This is a README.txt for the model published on the paper titled:

 

Improving IoT Federation Resiliency with Distributed Ledger Technology, 2021, Elo T, et al.

 

This readme describes how to replicate the main simulation results from the paper using a Vensim

model file. The model file has been generated using the Vensim DSS Macintosh Version 

8.0.7 Double Precision x64.

Instructions: 

README.txt for simulation files IEEE_Collaboration_N_entities_2021.mdl and IEEE_2_Platforms_federation_SF_2021.mdl

 

This is a README.txt for the model published on the paper titled:

 

Improving IoT Federation Resiliency with Distributed Ledger Technology, 2021, Elo T, et al.

 

This readme describes how to replicate the main simulation results from the paper using a Vensim

model file.
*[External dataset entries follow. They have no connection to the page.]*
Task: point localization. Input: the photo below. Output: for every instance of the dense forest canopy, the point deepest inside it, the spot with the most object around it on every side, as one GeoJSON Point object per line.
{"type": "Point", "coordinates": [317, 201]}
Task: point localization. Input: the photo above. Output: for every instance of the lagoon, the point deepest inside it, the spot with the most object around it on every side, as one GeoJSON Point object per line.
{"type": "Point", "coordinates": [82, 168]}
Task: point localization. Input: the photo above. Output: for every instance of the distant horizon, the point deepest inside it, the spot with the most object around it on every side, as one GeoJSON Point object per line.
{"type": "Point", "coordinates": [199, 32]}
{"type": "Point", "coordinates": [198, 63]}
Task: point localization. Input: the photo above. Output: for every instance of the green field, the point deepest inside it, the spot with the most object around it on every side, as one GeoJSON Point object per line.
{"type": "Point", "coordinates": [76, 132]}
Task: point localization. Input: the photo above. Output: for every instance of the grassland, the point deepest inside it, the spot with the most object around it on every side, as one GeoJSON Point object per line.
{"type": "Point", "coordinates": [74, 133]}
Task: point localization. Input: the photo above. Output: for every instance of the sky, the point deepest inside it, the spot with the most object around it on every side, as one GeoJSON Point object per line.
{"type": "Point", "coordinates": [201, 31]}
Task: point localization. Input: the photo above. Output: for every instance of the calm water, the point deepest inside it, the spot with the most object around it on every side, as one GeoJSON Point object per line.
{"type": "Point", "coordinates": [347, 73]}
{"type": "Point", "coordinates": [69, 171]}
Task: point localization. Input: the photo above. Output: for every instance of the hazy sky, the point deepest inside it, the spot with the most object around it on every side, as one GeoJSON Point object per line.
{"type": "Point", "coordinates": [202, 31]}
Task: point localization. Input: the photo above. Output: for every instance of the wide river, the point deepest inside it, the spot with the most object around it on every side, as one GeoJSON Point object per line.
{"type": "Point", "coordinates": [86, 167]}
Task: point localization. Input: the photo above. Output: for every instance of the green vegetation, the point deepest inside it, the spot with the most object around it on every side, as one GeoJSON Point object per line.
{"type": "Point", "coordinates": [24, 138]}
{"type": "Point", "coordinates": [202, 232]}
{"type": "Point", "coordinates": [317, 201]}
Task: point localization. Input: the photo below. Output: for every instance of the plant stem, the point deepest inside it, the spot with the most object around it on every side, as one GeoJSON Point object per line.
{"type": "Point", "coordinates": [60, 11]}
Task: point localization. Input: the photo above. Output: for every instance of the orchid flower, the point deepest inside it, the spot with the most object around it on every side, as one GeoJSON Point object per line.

The model file has been generated using the Vensim DSS Macintosh Version 

8.0.7 Double Precision x64.

 

To replicate the results of the 2 member federation do the following:

Open the provided model file (“2_Platforms_federation_SF_2021.mdl”) with Vensim DSS Macintosh Version 8.0.7 Double Precision x64, or similar

Push "Simulate". 

You obtain the base case result graph of Figure 4 (leftmost sub picture).

 

Right click “fixes effect on harm multiplier” from the model.

Push “Equation”.

Edit the value in “Equations”. It reads: “1”.

Change it to “0.96”.

Push “OK”.

Push "Simulate". 

You obtain the middle case result graph of Figure 4 (middle sub picture).

 

Right click “fixes effect on harm multiplier” from the model.

Push “Equation”.

Edit the value in “Equations”. It reads: “0.96”.

Change it to “0.92”.

Push “OK”.

Push "Simulate". 

You obtain the middle case result graph of Figure 4 (rightmost sub picture).

 

 

To replicate the results of the associated paper do the following:

Open the provided model file (“IEEE_Collaboration_N_entities_2021.mdl”) with Vensim DSS Macintosh Version 8.0.7 Double Precision x64, or similar

Push “Simulate” to obtain the baseline simulation for the federation of 10 members

To obtain the spread graph around this push “Sensitivity”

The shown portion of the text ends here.